Discussion in 'Fiction' started by Fairyfly, Feb 19, 2013.

Thread Status:
Not open for further replies.
  1. Fairyfly MODERATOR

    Offline

    Senpai

    Joined:
    Oct 9, 2011
    Messages:
    6,818
    Trophy Points:
    272
    Gender:
    Female
    Ratings:
    +2,475 / -133
    Project Baka To Test ane hentikan sementara, mentok banget :gigits:
    btw, ini cerpen apa bukan ya? rada2 panjang soalnya :ogbloon:

    Robbie…

    Ingatkah kau tentang hari itu? Rumah sakit, taman bunga, dan salam perpisahanmu?

    ………

    Robbie…

    Kapan kita bertemu lagi?

    ***​

    “Blam!”

    Ia membanting pintu besi itu keras-keras dan segera menahannya dengan tubuhnya. Hanya berselang beberapa saat, ribuan dentuman keras terdengar dari arah belakang pintu itu. Blam! Blam! Ribuan tangan-tangan lapar menggedor-gedor pintu dengan ganas. Para kanibal buas itu benar-benar ngotot. Mereka tak tahu kapan harus berhenti dan terus saja mengejar kami sejak kami keluar dari kantor polisi yang dibakar masal demi memusnahkan sebagian dari mereka.

    “Mary! Ambil sesuatu! Pintu ini takkan bertahan lebih lama!”

    Aku tahu, Robbie. Tapi apa? Yang tampak dihadapanku hanyalah kegelapan – jika bukan nyala api yang besar di kejauhan. Ini ruangan terbuka, tak ada apapun disini.

    “Mary!”

    Aku masih melirik ke kiri dan ke kanan dengan panik. Pandangan mataku liar, mencari sesuatu yang entah apa itu, untuk dijadikan palang pintu. Tak menemukan apapun, aku bersorak. “Robbie, tak ada apapun disini.
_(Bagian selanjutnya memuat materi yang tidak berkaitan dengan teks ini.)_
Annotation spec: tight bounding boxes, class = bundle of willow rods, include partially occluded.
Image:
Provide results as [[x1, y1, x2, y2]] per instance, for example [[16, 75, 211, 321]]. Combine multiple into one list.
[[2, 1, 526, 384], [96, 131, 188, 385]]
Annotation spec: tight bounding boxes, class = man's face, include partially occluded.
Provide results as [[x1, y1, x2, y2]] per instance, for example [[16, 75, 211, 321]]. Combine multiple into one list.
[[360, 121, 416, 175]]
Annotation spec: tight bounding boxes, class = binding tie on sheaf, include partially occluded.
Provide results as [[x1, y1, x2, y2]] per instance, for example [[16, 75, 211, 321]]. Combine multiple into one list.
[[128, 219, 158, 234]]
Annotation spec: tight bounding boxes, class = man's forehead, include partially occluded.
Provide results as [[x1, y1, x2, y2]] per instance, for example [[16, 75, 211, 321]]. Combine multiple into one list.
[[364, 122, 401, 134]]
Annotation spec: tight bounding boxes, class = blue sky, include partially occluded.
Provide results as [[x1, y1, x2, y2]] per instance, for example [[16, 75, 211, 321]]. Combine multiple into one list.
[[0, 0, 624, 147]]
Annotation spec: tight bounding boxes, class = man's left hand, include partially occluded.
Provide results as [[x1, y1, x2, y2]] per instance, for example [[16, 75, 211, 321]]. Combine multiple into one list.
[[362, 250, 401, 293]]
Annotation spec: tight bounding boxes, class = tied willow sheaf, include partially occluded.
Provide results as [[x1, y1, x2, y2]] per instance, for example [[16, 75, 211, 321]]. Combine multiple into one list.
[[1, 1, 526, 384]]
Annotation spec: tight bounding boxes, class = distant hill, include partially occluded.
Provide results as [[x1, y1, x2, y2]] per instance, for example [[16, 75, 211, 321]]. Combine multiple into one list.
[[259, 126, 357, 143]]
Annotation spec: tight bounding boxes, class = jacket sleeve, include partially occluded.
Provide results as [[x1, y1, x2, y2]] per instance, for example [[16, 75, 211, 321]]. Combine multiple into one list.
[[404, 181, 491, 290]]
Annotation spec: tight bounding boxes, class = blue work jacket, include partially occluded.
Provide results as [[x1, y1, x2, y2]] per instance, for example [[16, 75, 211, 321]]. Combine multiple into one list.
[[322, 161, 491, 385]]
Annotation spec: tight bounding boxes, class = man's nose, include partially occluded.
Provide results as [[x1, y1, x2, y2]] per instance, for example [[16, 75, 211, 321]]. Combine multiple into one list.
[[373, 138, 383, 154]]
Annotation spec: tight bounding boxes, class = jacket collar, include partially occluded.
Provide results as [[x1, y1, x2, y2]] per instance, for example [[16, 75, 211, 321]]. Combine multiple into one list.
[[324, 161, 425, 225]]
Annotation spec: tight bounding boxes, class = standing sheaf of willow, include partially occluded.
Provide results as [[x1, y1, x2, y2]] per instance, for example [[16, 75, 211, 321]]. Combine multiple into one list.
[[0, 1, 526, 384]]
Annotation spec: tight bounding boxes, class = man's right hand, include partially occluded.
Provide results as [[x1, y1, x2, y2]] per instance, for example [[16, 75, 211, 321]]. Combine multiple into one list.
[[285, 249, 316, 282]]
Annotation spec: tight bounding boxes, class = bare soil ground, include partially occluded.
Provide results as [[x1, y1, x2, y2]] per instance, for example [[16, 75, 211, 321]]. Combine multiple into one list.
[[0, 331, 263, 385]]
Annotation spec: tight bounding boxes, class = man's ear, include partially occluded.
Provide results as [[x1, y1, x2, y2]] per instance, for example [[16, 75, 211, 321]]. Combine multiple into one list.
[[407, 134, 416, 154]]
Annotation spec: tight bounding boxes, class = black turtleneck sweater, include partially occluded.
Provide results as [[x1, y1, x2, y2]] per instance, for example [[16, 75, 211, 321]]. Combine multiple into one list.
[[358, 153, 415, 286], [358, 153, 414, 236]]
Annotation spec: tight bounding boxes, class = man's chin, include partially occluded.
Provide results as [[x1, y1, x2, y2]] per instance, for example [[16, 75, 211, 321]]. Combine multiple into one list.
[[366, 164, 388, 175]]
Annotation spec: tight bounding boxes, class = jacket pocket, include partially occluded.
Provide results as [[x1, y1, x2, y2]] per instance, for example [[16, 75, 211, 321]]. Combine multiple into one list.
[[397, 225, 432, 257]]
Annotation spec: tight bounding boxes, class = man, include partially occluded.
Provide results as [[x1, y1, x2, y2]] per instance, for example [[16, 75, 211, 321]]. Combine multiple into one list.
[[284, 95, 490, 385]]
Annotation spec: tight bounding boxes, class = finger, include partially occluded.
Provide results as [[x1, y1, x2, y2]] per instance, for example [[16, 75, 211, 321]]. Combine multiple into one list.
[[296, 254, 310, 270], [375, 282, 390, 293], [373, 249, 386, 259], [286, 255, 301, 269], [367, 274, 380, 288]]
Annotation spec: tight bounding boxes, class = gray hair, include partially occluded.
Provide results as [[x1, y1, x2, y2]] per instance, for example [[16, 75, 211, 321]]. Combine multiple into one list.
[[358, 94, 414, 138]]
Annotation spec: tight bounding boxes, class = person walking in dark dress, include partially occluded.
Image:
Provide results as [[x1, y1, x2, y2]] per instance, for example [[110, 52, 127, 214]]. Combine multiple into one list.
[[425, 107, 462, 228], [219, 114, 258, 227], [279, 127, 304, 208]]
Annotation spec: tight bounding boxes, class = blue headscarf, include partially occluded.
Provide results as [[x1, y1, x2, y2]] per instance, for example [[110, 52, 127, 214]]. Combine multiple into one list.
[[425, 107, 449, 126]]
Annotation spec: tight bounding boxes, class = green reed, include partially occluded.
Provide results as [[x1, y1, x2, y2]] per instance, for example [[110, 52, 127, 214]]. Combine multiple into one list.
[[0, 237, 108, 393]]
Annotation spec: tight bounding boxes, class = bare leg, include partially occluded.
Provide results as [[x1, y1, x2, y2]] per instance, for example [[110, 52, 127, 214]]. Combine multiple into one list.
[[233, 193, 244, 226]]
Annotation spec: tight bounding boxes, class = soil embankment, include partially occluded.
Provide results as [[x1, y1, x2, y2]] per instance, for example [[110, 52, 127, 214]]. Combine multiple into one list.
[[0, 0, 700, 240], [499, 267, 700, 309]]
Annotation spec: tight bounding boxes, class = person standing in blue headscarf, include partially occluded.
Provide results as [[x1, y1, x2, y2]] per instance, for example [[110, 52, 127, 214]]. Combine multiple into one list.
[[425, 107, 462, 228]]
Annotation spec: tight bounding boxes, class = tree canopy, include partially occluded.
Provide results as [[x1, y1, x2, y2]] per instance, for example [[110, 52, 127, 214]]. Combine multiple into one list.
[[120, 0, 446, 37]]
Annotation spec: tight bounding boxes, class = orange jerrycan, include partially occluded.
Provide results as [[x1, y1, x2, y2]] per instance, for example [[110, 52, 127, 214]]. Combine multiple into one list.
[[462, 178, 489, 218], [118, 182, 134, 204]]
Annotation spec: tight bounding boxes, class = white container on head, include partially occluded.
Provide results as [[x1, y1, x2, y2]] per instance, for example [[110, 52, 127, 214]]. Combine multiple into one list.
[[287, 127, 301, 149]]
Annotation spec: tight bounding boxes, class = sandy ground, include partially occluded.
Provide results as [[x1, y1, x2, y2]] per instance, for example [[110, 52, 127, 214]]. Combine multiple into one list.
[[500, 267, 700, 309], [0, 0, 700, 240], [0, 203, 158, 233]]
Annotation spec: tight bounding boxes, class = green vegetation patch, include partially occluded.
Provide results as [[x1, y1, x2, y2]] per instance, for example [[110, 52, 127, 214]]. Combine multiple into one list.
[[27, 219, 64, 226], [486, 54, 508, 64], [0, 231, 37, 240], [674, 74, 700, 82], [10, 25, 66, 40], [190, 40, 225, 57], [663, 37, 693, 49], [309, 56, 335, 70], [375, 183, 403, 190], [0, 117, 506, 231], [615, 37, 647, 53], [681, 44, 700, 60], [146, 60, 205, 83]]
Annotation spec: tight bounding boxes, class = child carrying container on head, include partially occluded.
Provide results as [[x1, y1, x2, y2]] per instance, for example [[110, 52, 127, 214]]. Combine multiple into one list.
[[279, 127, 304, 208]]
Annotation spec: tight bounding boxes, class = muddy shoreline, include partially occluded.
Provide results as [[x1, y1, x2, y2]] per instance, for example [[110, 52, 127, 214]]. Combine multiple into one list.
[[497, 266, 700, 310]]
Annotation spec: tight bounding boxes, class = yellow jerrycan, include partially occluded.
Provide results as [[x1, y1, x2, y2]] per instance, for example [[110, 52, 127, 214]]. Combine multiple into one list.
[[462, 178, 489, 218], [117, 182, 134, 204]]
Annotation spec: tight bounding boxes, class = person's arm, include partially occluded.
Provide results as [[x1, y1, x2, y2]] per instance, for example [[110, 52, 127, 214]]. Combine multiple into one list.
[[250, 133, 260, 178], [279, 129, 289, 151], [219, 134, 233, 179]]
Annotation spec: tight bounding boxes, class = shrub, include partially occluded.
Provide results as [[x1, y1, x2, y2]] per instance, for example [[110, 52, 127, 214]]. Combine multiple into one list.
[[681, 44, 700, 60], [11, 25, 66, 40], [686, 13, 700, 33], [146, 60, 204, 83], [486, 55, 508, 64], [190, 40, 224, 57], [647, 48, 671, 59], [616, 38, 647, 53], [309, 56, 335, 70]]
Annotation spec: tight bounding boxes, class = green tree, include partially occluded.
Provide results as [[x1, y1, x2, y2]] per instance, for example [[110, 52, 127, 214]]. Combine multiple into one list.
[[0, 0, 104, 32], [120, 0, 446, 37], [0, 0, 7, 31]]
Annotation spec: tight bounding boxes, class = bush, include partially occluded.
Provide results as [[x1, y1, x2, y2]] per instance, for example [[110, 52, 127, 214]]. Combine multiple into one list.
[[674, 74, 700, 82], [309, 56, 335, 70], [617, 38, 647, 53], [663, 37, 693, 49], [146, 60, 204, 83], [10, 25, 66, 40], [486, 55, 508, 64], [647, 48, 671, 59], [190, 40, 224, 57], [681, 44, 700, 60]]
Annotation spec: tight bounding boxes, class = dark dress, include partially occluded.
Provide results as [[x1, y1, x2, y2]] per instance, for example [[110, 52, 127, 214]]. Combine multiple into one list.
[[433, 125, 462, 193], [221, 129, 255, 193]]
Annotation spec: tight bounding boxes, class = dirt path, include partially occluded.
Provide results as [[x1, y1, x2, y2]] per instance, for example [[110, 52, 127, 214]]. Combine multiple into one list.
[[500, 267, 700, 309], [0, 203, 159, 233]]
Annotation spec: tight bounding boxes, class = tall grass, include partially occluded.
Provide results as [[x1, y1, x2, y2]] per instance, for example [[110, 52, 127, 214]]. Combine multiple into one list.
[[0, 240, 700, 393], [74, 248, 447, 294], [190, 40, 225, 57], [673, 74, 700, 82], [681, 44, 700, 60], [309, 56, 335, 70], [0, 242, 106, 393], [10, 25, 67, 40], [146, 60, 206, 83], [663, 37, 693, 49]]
Aku tak bisa melihat dengan jelas.”

    Robbie makin menguatkan tubuhnya dan mulai berteriak sambil mengejangkan otot-ototnya. Sesaat kemudian baru kusadari bahwa linggis yang sudah dua hari ini kugenggam juga bisa menjadi kunci darurat. Engsel pintu segera kuhalangi oleh linggis tersebut, membuat pintu itu kembali tak bisa terbuka – setidaknya untuk beberapa waktu.

    “Tahan disini, Mary!” Robbie segera berlari dan mulai meraba-raba, mencari sesuatu di kegelapan. Aku hanya bisa menuruti perintahnya. Kira-kira semenit kemudian – yang bagiku terasa seperti setahun – ia kembali tampak dihadapanku dengan mendorong sebuah lemari tua. Bagaimana cara dia menemukan lemari tua tersebut aku tak tahu pasti.

    “Arrgghh!” Mengerahkan seluruh kemampuannya untuk mendorong lemari tersebut ke arah pintu, Robbie bersorak. Seluruh ototnya mengejang. Meski Robbie sudah mengerahkan seluruh kemampuannya, lemari itu bergerak amat lamban.

    “Robbie, cepat!” Jeritku. Engsel pintu besi ini sudah hampir roboh, dan jika itu terjadi, tamatlah riwayat kami.

    Robbie terus berteriak. Cukup lama baginya untuk membawa lemari itu ke depan pintu sementara aku menahannya.

    “Mary, menyingkir dari situ!” Teriaknya tak lama kemudian. Aku menurut dan segera pergi. Hanya beberapa saat saja setelah engsel pintu itu roboh, dan lemari itu tiba di posisi yang seharusnya. Berhasil, para monster itu terkunci. Pintu ini takkan bisa didobrak.

    “Bangsat! Mayat ********! Brengsek!” Untuk beberapa saat, Robbie mencaci maki tak karuan.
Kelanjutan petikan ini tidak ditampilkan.